The bundle of behaviours called wage theft refers to employer non-compliance with minimum standards in base wages, loadings, overtime or superannuation. While widespread, wage theft is not gender neutral. The behaviour involved most commonly and most significantly affects low paid employees in part-time and casual work—all groups in which women predominate (Gilfillan, 2018; UnionsACT, 2018, p. 6); It is also commonplace in industries in which women predominate, including healthcare and social assistance ($220 million), accommodation and food services ($190 million) and retail ($180 million) (PwC, 2019). While it disproportionately affects migrant workers, among migrant workers it disproportionately affects women (Berg and Farbenblum, 2017, p. 32).
This submission complements our response to the Attorney-General’s previous discussion paper, which focussed on the penalty regime for wage theft.
Recommendations
In our response to the Attorney-General’s first, narrowly focussed discussion paper we made the point that neither that paper nor the options relating to remedies came to terms with the extent and implications of non-compliance with legal wage and entitlements requirements.
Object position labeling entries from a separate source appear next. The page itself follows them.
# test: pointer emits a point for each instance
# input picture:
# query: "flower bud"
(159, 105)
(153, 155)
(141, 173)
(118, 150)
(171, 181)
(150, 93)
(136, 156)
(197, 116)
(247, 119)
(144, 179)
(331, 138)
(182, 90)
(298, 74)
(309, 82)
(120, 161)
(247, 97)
In our view the same reasoning applies to the issues raised in this, the second discussion paper. The reach of wage theft is in itself an indicator that the Fair Work Ombudsman (FWO) is unable to make a significant impact on the problem, and selected amendments to the FWO’s compliance and enforcement regime extend its coverage. Indeed, no small government agency would have the reach or the resources to do so.
Leaving the matter to the FWO, even with more resources and sharpened legislative instruments, is the moral equivalent of walking away. The wage theft regime must be broadened.